Samar Aseeri
- Computational Scientist, Computer Science
Dr. Samar Aseeri is a computational scientist specializing in high-performance computing (HPC), performance engineering, scalable scientific computing, and emerging quantum computing workflows. Her work focuses on performance analysis and optimization on modern supercomputing architectures, scalable numerical methods, and hybrid quantum–classical approaches for complex scientific applications.
Biography
Dr. Samar Aseeri has more than 15 years of experience in supercomputing and scientific computing. She received her Ph.D. in Applied Mathematics from Umm Al-Qura University, where she developed a strong analytical foundation in mathematical modeling and computational science. During her higher education, she studied quantum mechanics on two separate occasions, which contributed to her long-term interest in quantum computing and its computational foundations.
She later received advanced training in supercomputing at IBM’s Thomas J. Watson Research Center in Yorktown Heights, New York, and subsequently supported the Shaheen user community at the KAUST Supercomputing Laboratory (KSL), focusing on scalable performance analysis and HPC optimization.

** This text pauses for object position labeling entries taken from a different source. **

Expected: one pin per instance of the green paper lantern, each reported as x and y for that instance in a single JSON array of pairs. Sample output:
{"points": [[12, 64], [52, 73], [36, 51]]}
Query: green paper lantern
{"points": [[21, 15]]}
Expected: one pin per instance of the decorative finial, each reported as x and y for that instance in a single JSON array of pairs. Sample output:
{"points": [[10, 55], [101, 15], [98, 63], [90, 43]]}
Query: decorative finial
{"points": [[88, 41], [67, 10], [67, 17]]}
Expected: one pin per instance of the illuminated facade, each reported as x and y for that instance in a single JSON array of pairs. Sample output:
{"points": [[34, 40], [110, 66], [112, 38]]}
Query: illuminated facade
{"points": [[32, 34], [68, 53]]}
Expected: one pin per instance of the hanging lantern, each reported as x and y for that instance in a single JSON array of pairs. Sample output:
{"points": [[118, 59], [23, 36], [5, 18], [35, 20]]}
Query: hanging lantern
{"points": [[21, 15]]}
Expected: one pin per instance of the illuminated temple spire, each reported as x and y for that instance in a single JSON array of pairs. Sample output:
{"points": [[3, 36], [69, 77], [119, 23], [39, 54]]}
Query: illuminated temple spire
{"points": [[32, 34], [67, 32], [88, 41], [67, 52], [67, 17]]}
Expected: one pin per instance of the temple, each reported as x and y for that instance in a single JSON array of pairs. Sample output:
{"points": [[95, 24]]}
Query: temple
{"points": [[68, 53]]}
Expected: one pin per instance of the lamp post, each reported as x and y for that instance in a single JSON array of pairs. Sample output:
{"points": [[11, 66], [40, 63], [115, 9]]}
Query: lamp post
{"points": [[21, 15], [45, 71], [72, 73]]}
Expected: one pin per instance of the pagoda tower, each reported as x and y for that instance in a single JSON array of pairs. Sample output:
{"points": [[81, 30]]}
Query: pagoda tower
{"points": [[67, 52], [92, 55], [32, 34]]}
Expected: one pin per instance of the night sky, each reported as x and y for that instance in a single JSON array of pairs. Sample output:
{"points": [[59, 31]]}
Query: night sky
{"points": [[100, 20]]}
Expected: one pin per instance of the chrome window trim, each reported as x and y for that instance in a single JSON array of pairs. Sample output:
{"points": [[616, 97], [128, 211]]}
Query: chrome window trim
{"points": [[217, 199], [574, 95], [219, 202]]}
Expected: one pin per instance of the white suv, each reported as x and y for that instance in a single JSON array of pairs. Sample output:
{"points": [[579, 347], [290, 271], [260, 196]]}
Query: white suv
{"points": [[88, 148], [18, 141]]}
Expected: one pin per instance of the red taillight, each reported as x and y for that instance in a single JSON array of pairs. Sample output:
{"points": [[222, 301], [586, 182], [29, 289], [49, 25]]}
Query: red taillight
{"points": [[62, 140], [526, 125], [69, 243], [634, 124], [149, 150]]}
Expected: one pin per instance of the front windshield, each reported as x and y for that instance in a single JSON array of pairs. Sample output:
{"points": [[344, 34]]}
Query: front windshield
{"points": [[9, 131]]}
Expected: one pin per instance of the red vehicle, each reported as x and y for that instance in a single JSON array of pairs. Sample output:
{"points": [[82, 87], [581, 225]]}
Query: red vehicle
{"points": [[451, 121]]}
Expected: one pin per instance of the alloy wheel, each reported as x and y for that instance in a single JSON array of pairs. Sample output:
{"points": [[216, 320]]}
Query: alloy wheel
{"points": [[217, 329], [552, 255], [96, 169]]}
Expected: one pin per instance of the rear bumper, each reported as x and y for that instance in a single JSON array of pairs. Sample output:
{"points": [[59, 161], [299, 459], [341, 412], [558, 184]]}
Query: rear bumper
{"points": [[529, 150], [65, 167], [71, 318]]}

She has been actively engaged with the international scientific computing community, including early participation in major supercomputing conferences such as ISC High Performance and SC, where she followed emerging quantum computing tracks and sessions during the formative stages of the field.
At King Abdullah University of Science and Technology (KAUST), she continues to advance HPC research while contributing to hybrid quantum–classical computing workflows, including instructional support for KAUST’s early quantum algorithms course.
Research Interests
Dr. Aseeri's research interests span high-performance computing, applied computational mathematics, scalable scientific applications, and quantum computing technologies. Current focus areas include FFT algorithms, performance tooling, application profiling, parallel benchmarking, and hybrid quantum–classical methods for scientific and optimization problems.